22

I was reading this article: Get null == null in SQL

And the consensus is that when trying to test equality between two (nullable) sql columns, the right approach is:

where ((A=B) OR (A IS NULL AND B IS NULL))

When A and B are NULL, (A=B) still returns FALSE, since NULL is not equal to NULL. That is why the extra check is required.

What about when testing inequalities? Following from the above discussion, it made me think that to test inequality I would need to do something like:

WHERE ((A <> B) OR (A IS NOT NULL AND B IS NULL) OR (A IS NULL AND B IS NOT NULL))

However, I noticed that that is not necessary (at least not on informix 11.5), and I can just do:

where (A<>B)

If A and B are NULL, this returns FALSE. If NULL is not equal to NULL, then shouldn't this return TRUE?

EDIT
These are all good answers, but I think my question was a little vague. Allow me to rephrase:

Given that either A or B can be NULL, is it enough to check their inequality with

where (A<>B)

Or do I need to explicitly check it like this:

WHERE ((A <> B) OR (A IS NOT NULL AND B IS NULL) OR (A IS NULL AND B IS NOT NULL))

REFER to this thread for the answer to this question.

Community
  • 1
  • 1
rouble
  • 16,364
  • 16
  • 107
  • 102

7 Answers7

36

Because that behavior follows established ternary logic where NULL is considered an unknown value.

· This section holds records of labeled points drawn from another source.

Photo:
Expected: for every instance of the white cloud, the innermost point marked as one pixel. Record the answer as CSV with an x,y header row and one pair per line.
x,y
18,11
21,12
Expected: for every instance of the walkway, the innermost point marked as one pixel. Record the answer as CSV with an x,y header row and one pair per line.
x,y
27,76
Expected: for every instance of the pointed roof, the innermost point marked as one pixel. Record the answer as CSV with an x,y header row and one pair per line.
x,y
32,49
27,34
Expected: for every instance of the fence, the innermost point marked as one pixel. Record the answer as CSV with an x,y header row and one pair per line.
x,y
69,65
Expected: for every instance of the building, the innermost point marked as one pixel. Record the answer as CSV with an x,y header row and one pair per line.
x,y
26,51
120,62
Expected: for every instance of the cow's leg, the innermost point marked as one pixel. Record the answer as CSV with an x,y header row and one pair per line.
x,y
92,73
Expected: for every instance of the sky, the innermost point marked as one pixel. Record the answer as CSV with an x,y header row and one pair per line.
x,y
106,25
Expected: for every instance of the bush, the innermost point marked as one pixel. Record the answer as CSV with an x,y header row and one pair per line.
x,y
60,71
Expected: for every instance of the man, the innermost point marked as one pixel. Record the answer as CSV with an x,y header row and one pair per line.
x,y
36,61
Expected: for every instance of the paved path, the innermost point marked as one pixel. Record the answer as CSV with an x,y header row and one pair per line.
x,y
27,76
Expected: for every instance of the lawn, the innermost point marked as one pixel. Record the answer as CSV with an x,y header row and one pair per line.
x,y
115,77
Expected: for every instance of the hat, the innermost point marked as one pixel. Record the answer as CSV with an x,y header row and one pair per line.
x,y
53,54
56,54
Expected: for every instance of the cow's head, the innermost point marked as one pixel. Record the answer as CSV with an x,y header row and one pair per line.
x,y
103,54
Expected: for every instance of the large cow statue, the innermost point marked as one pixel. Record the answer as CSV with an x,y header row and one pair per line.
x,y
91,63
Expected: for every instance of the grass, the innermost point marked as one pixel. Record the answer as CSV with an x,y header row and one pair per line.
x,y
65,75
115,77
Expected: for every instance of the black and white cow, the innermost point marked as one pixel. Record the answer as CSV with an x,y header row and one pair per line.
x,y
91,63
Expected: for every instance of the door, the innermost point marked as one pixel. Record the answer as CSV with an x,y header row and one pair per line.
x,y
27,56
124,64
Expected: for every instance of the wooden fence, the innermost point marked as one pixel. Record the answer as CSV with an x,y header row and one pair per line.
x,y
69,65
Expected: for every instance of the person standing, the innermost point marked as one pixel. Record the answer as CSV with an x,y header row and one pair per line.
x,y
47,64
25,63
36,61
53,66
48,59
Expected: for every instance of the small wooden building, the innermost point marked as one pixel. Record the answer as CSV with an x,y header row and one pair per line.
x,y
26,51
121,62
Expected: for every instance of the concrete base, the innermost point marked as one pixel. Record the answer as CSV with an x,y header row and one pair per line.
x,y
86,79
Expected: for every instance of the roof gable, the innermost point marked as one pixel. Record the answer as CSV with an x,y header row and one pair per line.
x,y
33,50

If you think of NULL as unknown, it becomes much more intuitive:

Is unknown a equal to unknown b? There's no way to know, so: unknown.

Ben S
  • 68,394
  • 30
  • 171
  • 212
  • 3
    Great perspective! Another way to look at it is that if "unknown a" equals "unknown b", then they can't really be that unknown, since you know something about them. Kind of quantum mechanic-y. – womp Dec 02 '09 at 16:21
  • @womp: Indeed, you know that you don't know ;) – Adam Robinson Dec 02 '09 at 16:25
  • But don't we know that `NULL` does not equal `a`? Referring to `NULL` as 'unknown' implies `NULL` has a value that could be `a`. But it doesn't have a value and we know that the lack of a value does not equal the presence of a value. – Lukas Sep 20 '21 at 15:09
28

relational expressions involving NULL actually yield NULL again

edit

here, <> stands for arbitrary binary operator, NULL is the SQL placeholder, and value is any value (NULL is not a value):

  • NULL <> value -> NULL
  • NULL <> NULL -> NULL

the logic is: NULL means "no value" or "unknown value", and thus any comparison with any actual value makes no sense.

is X = 42 true, false, or unknown, given that you don't know what value (if any) X holds? SQL says it's unknown. is X = Y true, false, or unknown, given that both are unknown? SQL says the result is unknown. and it says so for any binary relational operation, which is only logical (even if having NULLs in the model is not in the first place).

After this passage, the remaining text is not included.